I walk to work with headphones on most of the time. Many of us pedestrians do. With the right song, you can really hit a good stride and feel like the star of your own music video with the sun kissing your face and the wind whipping your skirt at just the right flirty height. That music video in your head comes screeching to a halt, however, when your nose gets a whiff of the real Manhattan.
There's nothing like a wave of piss and gunk, just simmering on the street, to turn your healthy sidewalk stride into a stumbling dry-heave.
There was a moment last fall when a couple of tourists walking next to me in Hells Kitchen asked aloud, "what's that smell?" Without skipping a beat I answered, "That's NYC."
It's not just the smell. There's real, live rats. Some of them even terrorize us on the subways. There's cockroaches. Cockroaches so big they could qualify as a roommate on your apartment lease. And then there's the reality of almost zero green space for everyone's precious puppies to poo and pee. It's an obstacle course dodging the doo on the sidewalk.
My front yard that needs no mowing
Like I said, I love my pedestrian life, but it isn't always Carrie Bradshaw glamorous. My life is more like Smells in the City than Sex in the City, and the public dry-heaving keeps me humble.
3) I'm stronger than I thought I was.
I love an adventure but I don't really relish change. Moving countries is uncomfortable, and sometimes, for an uncomfortably long time. It took me several years to settle into Canada and its culture, but once I did, I flourished. I'm proud of the career achievements I made there, and I'm even more proud of the friendships I cultivated. Those folks kept me upright during very tempestuous times, including the dissolution of my marriage. I was a professional success, but a failure in my personal life. My friend-family loved me in spite of it. When I got the opportunity to pursue my dreams in NYC, my friend-family selflessly relinquished me back to my homeland.

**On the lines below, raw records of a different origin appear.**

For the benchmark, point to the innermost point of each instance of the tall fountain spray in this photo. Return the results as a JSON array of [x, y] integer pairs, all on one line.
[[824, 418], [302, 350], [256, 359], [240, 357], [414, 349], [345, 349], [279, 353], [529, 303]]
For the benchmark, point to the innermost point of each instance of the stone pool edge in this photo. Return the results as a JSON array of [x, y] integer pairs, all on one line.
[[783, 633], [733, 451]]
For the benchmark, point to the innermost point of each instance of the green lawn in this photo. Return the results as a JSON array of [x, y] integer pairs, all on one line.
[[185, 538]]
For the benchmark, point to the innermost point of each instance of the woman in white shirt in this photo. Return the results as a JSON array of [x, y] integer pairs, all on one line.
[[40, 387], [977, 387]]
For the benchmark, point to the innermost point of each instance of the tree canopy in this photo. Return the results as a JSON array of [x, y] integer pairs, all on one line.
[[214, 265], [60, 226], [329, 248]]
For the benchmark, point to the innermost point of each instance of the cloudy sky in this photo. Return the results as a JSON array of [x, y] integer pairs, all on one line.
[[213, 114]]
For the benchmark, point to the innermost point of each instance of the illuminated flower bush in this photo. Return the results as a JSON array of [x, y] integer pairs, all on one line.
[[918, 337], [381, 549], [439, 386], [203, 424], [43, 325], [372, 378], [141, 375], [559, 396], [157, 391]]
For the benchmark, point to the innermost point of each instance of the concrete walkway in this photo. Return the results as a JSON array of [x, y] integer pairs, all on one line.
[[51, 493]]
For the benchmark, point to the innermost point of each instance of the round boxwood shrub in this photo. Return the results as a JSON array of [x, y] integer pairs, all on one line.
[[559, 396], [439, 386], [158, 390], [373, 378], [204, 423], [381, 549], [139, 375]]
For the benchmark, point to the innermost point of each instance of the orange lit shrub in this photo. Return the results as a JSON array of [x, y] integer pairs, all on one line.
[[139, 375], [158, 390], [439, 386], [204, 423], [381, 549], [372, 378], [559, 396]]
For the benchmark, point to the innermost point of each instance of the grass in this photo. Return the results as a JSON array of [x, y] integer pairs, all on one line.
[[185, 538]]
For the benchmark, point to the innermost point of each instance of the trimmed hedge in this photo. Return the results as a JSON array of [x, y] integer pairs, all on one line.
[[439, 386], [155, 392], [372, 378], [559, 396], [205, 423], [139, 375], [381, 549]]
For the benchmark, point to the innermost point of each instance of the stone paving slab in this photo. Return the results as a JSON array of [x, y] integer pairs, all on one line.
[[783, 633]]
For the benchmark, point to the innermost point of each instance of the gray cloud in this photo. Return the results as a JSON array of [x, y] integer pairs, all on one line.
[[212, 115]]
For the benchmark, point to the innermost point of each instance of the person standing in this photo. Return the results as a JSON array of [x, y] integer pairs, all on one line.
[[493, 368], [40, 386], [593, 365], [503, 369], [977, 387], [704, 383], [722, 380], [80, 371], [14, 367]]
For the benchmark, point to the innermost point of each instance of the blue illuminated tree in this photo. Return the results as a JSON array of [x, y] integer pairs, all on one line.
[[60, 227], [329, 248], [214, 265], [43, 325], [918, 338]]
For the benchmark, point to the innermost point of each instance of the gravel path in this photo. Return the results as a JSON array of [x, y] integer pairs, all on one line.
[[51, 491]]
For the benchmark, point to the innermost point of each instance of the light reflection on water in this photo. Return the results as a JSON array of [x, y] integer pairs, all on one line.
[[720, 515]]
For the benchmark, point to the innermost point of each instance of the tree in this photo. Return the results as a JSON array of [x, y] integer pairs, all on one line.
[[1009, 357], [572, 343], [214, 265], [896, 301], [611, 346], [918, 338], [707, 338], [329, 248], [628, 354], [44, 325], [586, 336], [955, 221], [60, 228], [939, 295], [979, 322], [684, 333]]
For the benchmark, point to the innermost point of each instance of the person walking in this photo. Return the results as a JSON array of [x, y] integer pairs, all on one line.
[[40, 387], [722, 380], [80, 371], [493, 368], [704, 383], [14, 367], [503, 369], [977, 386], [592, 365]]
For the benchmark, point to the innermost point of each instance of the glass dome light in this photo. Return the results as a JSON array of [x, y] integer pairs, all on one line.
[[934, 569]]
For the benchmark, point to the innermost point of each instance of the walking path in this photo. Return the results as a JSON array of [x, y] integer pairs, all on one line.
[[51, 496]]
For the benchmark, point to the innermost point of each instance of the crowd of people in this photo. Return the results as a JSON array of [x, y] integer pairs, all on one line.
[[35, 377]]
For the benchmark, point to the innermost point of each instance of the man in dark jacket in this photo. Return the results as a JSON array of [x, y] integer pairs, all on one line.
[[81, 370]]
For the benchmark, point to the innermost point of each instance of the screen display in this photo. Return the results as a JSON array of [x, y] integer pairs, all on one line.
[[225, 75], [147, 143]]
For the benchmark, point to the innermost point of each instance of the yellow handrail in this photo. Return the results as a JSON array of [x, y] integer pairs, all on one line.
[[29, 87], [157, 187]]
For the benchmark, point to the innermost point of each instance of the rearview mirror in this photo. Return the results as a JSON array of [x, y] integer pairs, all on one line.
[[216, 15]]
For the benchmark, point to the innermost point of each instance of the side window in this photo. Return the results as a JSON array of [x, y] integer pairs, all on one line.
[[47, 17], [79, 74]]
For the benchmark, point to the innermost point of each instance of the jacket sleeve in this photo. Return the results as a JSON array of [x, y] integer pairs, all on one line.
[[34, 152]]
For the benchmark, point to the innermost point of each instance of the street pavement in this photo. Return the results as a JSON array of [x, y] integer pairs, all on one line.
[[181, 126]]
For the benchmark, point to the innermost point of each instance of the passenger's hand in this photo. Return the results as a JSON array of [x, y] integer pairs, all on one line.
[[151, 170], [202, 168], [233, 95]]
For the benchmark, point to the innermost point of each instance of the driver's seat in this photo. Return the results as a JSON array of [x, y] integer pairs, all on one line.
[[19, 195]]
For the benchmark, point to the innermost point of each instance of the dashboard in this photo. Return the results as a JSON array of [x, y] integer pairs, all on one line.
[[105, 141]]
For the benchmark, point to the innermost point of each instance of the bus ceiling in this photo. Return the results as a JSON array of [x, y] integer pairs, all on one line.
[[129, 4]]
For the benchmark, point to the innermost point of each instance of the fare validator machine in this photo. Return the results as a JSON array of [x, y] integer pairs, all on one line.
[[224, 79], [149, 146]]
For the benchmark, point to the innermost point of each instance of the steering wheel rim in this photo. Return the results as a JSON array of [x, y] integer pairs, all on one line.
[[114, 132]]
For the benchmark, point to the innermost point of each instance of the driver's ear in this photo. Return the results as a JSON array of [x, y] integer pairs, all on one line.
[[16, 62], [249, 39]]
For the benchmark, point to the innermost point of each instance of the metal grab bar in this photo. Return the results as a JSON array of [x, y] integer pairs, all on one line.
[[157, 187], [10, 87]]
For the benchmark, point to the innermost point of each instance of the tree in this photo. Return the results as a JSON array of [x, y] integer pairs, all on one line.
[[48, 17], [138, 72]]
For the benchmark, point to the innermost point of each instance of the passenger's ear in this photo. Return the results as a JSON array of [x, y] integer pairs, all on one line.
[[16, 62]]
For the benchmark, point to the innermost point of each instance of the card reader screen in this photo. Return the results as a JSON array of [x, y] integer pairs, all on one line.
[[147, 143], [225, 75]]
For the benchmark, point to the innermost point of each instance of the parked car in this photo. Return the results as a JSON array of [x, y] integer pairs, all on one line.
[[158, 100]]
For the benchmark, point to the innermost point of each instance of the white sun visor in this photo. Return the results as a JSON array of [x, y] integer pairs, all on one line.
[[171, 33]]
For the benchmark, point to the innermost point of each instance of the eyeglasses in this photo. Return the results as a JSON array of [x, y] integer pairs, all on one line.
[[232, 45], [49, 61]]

I literally am living the dream. I have a cute apartment in midtown Manhattan and an interesting career, but I catch myself whimpering when the 40 hour work week easily balloons into 60. I had a better work-life balance in Toronto and my best friend was just a subway stop away. Starting over from friend-scratch can be trying. Starting over from romance-scratch is even harder. The vulnerability and time it takes to turn strangers into sidekicks sometimes seems insurmountable--until I remember I've done this before. And I can do it again. And I want this. I've wanted this since I was that awkward teenager embarrassed we had to use food stamps to pay for cereal.
"I need a vacation"
In this wild city, I have permission to be my brazen self. I've been told before I'm too aggressive, but in NYC I'm allowed to have late nights, obnoxious laughs, and loud phone conversations. My aggression has come in handy when confronted by hawks and hustlers on the street. And beware the crude man who mistakes me for a naive, starry-eyed tourist.

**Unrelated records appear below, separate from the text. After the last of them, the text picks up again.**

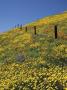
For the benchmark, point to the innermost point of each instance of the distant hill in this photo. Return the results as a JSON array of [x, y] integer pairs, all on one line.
[[35, 62]]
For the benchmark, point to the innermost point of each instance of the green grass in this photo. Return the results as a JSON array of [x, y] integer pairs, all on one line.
[[35, 62]]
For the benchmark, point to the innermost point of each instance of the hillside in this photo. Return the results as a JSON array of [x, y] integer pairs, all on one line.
[[35, 62]]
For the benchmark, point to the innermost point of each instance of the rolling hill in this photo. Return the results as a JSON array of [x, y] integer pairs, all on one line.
[[35, 62]]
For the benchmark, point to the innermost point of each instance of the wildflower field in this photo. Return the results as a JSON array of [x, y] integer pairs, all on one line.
[[35, 62]]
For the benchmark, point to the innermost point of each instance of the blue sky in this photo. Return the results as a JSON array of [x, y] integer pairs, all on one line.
[[13, 12]]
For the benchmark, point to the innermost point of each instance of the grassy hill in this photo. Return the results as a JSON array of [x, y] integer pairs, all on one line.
[[35, 62]]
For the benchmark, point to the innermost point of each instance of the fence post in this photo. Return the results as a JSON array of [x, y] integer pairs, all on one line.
[[18, 25], [56, 34], [21, 26], [26, 28], [35, 30]]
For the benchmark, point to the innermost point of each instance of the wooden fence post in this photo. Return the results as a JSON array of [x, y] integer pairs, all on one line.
[[26, 28], [35, 30], [18, 25], [21, 26], [56, 34]]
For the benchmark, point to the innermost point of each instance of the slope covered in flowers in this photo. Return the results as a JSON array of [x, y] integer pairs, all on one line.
[[35, 62]]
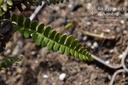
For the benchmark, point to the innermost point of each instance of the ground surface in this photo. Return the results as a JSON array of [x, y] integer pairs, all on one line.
[[43, 67]]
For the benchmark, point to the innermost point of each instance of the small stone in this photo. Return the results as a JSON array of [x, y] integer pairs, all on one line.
[[88, 23], [92, 47], [122, 21], [107, 62], [125, 32], [126, 15], [95, 44], [85, 38], [111, 51], [45, 76], [89, 6], [62, 76], [88, 44], [121, 55], [36, 61]]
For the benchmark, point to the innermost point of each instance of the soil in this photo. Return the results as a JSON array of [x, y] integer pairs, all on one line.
[[43, 67]]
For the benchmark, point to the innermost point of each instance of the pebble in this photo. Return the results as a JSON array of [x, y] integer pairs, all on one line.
[[89, 6], [126, 15], [122, 21], [62, 76], [36, 61], [85, 38], [125, 32], [121, 55], [92, 47], [45, 76], [88, 44], [107, 62], [95, 44], [88, 23]]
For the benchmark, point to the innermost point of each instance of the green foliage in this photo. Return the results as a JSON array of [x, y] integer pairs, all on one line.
[[7, 5], [44, 36], [6, 62]]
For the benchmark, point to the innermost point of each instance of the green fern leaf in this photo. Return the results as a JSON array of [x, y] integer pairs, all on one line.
[[51, 39]]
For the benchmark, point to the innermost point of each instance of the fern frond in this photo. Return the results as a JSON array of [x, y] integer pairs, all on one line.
[[54, 1], [44, 36], [6, 62]]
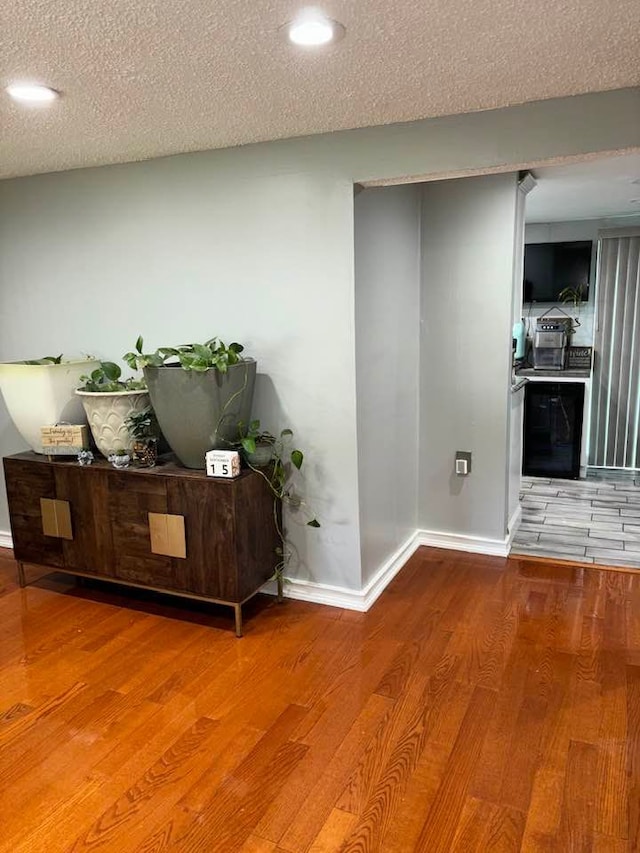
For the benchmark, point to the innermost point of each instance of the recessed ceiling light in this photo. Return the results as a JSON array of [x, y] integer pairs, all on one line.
[[311, 28], [32, 93]]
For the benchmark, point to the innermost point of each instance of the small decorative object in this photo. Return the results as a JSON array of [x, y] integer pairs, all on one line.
[[64, 439], [85, 457], [120, 459], [579, 357], [145, 432], [223, 463]]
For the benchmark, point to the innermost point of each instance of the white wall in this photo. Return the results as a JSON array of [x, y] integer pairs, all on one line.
[[468, 229], [256, 243], [387, 267]]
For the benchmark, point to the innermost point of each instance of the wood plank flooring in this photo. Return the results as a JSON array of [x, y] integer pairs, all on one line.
[[481, 705], [595, 521]]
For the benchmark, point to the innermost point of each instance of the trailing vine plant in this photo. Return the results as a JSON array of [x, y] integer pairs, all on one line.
[[279, 474]]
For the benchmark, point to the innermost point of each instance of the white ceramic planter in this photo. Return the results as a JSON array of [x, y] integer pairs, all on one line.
[[107, 413], [38, 395]]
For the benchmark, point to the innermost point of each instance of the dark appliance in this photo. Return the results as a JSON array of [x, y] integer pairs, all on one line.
[[553, 429], [549, 343], [550, 267]]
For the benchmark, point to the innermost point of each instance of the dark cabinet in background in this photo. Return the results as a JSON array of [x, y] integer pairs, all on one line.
[[553, 429]]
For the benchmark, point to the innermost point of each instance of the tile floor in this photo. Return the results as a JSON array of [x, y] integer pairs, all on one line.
[[596, 520]]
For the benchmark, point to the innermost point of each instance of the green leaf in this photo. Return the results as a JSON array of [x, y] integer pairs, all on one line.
[[111, 370], [202, 351], [249, 445]]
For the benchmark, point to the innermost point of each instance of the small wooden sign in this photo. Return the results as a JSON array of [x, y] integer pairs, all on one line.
[[579, 357], [64, 439]]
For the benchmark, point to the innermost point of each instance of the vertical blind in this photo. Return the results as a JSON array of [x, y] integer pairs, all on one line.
[[615, 405]]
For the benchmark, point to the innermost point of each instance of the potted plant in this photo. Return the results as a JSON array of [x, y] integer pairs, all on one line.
[[108, 402], [199, 392], [120, 458], [40, 393], [145, 432], [274, 459]]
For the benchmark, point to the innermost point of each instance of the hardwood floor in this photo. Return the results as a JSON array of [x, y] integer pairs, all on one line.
[[481, 705]]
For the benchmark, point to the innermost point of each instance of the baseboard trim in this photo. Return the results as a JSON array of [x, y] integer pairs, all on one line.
[[349, 599], [460, 542]]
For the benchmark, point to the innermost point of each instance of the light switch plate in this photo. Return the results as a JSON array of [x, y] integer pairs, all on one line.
[[463, 463]]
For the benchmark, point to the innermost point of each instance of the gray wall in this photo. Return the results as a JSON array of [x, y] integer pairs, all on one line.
[[256, 243], [468, 229], [387, 266]]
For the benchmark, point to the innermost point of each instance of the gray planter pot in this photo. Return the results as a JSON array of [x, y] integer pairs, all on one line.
[[198, 412]]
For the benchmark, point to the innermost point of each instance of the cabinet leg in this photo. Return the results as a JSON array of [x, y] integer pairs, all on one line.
[[238, 612]]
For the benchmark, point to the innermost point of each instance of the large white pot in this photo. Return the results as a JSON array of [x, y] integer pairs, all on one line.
[[107, 412], [38, 395]]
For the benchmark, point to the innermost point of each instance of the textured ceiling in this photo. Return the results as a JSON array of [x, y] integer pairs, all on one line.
[[595, 189], [144, 78]]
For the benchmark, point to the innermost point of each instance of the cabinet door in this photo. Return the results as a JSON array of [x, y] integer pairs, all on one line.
[[86, 491], [132, 496], [27, 482], [210, 565]]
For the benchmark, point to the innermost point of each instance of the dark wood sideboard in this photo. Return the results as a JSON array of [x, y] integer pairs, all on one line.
[[168, 529]]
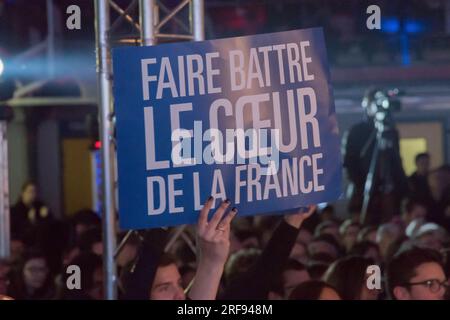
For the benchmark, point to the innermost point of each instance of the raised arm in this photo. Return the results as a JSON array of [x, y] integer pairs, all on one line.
[[213, 246]]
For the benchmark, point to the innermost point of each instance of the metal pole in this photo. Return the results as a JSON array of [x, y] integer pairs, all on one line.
[[198, 19], [146, 21], [4, 193], [106, 131], [50, 38], [171, 14]]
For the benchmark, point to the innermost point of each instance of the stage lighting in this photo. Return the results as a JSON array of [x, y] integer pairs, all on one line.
[[1, 67]]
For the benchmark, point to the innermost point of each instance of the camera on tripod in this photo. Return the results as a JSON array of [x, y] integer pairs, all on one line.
[[380, 104]]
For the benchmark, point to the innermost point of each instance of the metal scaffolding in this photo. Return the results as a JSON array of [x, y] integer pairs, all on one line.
[[150, 32]]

I don't have to apologize for wanting to put my career in sixth gear, when many other women my age are slowing to first. Everyone else is here to do the same thing. To be the best in their industry. To test their limits and capacity in a city that could crush you in an instant if you're not careful.
I'm stronger because of my friendships and my family that keep me and push me. On the phone with my dad today I remarked that nearly all of my friendships are long-distance, and it's a testament to them that they've remained solid through wear and tear.
Dipping my toes into Coney Island with new friend, Kristen.
I don't have much time for written reflection these days, but I thought it was important to mark a year of Survival in the City. I spent my NYC anniversary on Coney Island with a new friend I made in NY. Turns out, you can find great sidekicks just about anywhere if you open your heart to a little change.
We stuffed our faces with Nathan's famous hotdogs and cotton candy, slurped Brooklyn lager and squealed as we rattled from tall heights in a cage on the historic Wonder Wheel. Dangling from a 95-year-old amusement park institution I thought, "what a scary, eccentric ride it's been," and "can I go again?"